Gibt es Unternehmen, die besonders gefährdet sind?

Grundsätzlich kann es jeden treffen. Eine gute IT-Sicherheit kann aber, ähnlich wie ein Immunsystem, viele Angriffe abwehren und so die Geschäftstätigkeit des Unternehmens schützen.

Die Schweiz ist bekannt für ihre Sicherheit. Gilt das auch in der digitalen Welt?

Die Schweiz hat ein sehr hohes Niveau, wenn es darum geht, uns vor Sachschäden zu schützen. Das müssen wir auch bei Cyber erreichen. Im Moment ist die Schweiz noch weit davon entfernt und muss diesen Rückstand noch aufholen. Wenn Firmen in der Schweiz kein gutes Sicherheitsniveau haben, ist das ein Standortnachteil für das gesamte Land. Firmen siedeln sich nicht in der Schweiz an, wenn sie befürchten müssen, dass Lieferanten und Partner schlecht gegen Cyberrisiken gewappnet sind. 

Angenommen, ein Schadenfall tritt ein. Wie sollen Unternehmen vorgehen?

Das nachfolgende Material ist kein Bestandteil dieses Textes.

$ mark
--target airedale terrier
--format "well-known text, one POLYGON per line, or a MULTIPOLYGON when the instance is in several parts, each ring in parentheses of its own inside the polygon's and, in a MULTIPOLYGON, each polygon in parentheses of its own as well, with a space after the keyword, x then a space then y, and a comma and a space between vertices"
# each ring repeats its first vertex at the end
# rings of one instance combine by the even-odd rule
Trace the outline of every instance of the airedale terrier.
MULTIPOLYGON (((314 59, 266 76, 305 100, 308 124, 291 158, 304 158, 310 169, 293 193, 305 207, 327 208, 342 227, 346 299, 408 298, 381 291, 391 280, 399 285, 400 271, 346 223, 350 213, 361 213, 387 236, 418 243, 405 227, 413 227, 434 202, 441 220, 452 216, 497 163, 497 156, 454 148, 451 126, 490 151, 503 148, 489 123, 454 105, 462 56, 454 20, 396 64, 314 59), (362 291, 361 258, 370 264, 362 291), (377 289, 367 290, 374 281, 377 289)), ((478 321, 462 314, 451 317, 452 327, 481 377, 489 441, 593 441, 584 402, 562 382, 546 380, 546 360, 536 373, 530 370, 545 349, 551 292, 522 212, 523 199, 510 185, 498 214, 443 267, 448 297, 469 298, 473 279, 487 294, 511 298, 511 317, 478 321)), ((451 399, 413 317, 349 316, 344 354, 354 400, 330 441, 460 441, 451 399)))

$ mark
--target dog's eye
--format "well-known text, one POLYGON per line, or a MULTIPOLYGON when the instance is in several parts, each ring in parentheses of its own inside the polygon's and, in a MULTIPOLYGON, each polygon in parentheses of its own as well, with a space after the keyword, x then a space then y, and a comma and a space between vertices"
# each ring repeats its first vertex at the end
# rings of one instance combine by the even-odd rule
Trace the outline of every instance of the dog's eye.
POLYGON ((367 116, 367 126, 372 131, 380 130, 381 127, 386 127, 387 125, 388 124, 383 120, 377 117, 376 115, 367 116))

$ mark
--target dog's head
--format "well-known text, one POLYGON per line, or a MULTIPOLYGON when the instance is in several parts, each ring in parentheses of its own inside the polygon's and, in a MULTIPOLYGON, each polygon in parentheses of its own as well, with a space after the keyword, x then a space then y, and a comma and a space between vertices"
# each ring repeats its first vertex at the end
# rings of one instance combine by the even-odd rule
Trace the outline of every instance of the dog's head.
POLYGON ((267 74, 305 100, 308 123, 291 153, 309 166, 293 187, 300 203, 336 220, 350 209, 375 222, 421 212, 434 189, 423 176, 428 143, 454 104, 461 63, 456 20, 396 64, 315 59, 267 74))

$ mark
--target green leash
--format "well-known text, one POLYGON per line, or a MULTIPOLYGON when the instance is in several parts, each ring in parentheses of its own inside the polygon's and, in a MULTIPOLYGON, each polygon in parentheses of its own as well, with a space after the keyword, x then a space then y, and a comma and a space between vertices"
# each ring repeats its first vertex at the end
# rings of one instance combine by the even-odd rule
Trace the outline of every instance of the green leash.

Bei einem Cyberangriff ist es wichtig, schnell zu handeln und mit einem auf Cybersicherheit spezialisierten IT-Dienstleister oder über die Versicherung die nötigen Massnahmen zu treffen. In akuten Notsituationen ist auch die Polizei eine Anlaufstelle. Deren Priorität ist es aber nicht, den Unterbruch zu beheben, sondern, die Täter zu finden. Die Versicherer haben in den letzten Jahren eine gewisse Erfahrung und Knowhow im Umgang mit Cyberangriffen aufgebaut und können auf ein Netzwerk von Spezialisten zurückgreifen. Unsere Branche kann und muss eine beratende und begleitende Rolle einnehmen, auch im Bereich der Prävention. 

Über Jesús Pampín

Jesús Pampín begann im Jahr 1997 seine Karriere in der Schweizer Versicherungsbranche im Bereich Underwriting. Nach 13 Jahren Erfahrung in verschiedenen Versicherungsbereichen in der Schweiz verbrachte er mehrere Monate in London, wo er sich mit den europäischen Märkten vertraut machte und dort 2012 die Sparte Cyberversicherung für sich entdeckte. Nach seiner Rückkehr in die Schweiz wechselte er zu den Vaudoise Versicherungen, wo er wieder ins Underwriting einstieg und gleichzeitig eine Pionierrolle in der Cyberversicherung einnahm. Innerhalb des SVV ist Jesús Pampín Mitglied in der Kommission Sach und ist in der Arbeitsgruppe Cyber bereits seit deren Gründung aktiv.

Forum Assurances

Auch das diesjährige Forum Assurances, die jährliche Westschweizer Veranstaltung des SVV, die am Dienstag, 29. Oktober in Lausanne stattfindet, wird sich mit dem Thema Cyberrisiken aus Sicht der Politik, der Volkswirtschaft und der Versicherungsbranche auseinandersetzen.